At Dissent, she recounts how workers, who went without health and safety training and personal protective equipment, routinely handled linens contaminated by human blood, urine, vomit, and feces. When workers weren’t dealing directly in others’ sh*t, they were forced to endure it. One manager routinely preyed on migrant women workers who had little English and less recourse; women were subject to unwanted touching and lewd suggestions. And after they finally stood up to complain? Retaliation, of course, in the form of reduced hours and more strenuous duties.
There are more than fifty industrial laundries in and around New York that employ thousands of workers, most of whom are recent immigrants, mainly women.
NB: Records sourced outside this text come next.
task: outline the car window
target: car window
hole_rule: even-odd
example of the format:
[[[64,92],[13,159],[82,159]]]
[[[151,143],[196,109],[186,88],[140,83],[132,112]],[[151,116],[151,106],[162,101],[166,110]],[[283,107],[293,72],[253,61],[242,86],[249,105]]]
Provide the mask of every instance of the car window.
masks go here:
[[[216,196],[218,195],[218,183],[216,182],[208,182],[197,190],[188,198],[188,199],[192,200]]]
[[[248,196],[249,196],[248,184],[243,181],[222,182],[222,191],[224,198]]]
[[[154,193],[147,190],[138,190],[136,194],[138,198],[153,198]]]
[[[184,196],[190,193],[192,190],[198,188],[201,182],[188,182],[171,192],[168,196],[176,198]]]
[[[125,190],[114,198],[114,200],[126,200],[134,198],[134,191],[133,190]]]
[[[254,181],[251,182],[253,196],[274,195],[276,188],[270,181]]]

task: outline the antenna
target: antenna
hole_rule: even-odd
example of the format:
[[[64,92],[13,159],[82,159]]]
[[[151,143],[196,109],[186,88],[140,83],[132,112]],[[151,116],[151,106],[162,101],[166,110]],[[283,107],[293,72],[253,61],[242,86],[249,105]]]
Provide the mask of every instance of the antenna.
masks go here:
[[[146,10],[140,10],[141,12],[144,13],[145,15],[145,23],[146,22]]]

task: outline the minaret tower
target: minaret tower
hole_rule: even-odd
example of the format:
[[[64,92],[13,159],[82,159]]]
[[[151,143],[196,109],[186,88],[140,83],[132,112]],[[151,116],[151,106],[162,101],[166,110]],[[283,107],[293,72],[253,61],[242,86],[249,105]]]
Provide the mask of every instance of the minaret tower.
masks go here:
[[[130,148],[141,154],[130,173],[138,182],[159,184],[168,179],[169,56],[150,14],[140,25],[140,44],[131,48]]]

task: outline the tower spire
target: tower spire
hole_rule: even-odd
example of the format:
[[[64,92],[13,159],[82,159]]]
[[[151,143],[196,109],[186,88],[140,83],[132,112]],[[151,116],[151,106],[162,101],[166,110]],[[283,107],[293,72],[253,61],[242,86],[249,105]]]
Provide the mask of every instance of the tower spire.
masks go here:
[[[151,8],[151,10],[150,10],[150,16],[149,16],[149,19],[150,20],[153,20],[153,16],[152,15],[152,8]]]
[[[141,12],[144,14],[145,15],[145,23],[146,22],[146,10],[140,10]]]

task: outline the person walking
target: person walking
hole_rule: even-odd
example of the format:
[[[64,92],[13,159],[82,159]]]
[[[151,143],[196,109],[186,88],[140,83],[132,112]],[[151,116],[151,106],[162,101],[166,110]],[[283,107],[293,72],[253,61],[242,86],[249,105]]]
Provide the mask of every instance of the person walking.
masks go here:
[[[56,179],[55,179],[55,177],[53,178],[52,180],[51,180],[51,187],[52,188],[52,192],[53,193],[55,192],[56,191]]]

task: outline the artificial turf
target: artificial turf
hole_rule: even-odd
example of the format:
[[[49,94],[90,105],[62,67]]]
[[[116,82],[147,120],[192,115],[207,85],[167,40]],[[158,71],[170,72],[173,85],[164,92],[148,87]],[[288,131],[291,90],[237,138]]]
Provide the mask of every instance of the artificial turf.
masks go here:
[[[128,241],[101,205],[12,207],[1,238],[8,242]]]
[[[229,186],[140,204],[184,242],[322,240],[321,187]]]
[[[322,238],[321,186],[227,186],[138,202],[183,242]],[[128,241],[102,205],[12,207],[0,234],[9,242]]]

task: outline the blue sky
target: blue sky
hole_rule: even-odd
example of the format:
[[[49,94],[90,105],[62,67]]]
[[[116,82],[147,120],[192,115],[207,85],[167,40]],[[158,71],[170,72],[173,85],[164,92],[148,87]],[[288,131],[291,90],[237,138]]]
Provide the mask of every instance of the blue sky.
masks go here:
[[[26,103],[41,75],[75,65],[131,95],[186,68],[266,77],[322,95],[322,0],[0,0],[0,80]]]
These workers typically operate in noisy, dirty, stressful conditions, and are frequently exposed to harmful chemicals. Meg Fosque, an organizer at Make the Road New York who testified before New York City Council in 2015, described the laundry industry as one plagued by rampant violations of labor law and exploitation of the largely immigrant workforce by “unscrupulous employers.” Fosque concluded, “the industry as a whole has a disturbing track record and is in need of oversight.”
Until legislation was passed in 2016, there were no comprehensive and enforceable standards or licenses for industrial laundries in New York.
In November 2011, twenty-four-year-old Milton Anzora, a laundry worker at a commercial facility in Long Island called Prestige Industries, was crushed to death by a conveyer shuttle (this facility has since closed). In 2015, OSHA found that the company continued to expose employees to similar hazards at its Paterson facility. “It is unacceptable when a company continues to neglect basic safety and health procedures, especially after experiencing a fatality. Prestige Industries’ deliberate failure to uphold its responsibility to provide a safe and healthful workplace is an indication that worker safety and health is not a priority, which is intolerable,” said Robert Kulick, OSHA’s regional administrator in New York.
The largely female and immigrant workforce has meant that some workers are also subject to sexual harassment or assault, much like that faced by Gonzalez and her coworkers. Workers whose rights are violated often do not come forward because of their immigration status or because they lack legitimate union representation, allowing the cycle of abuse to continue.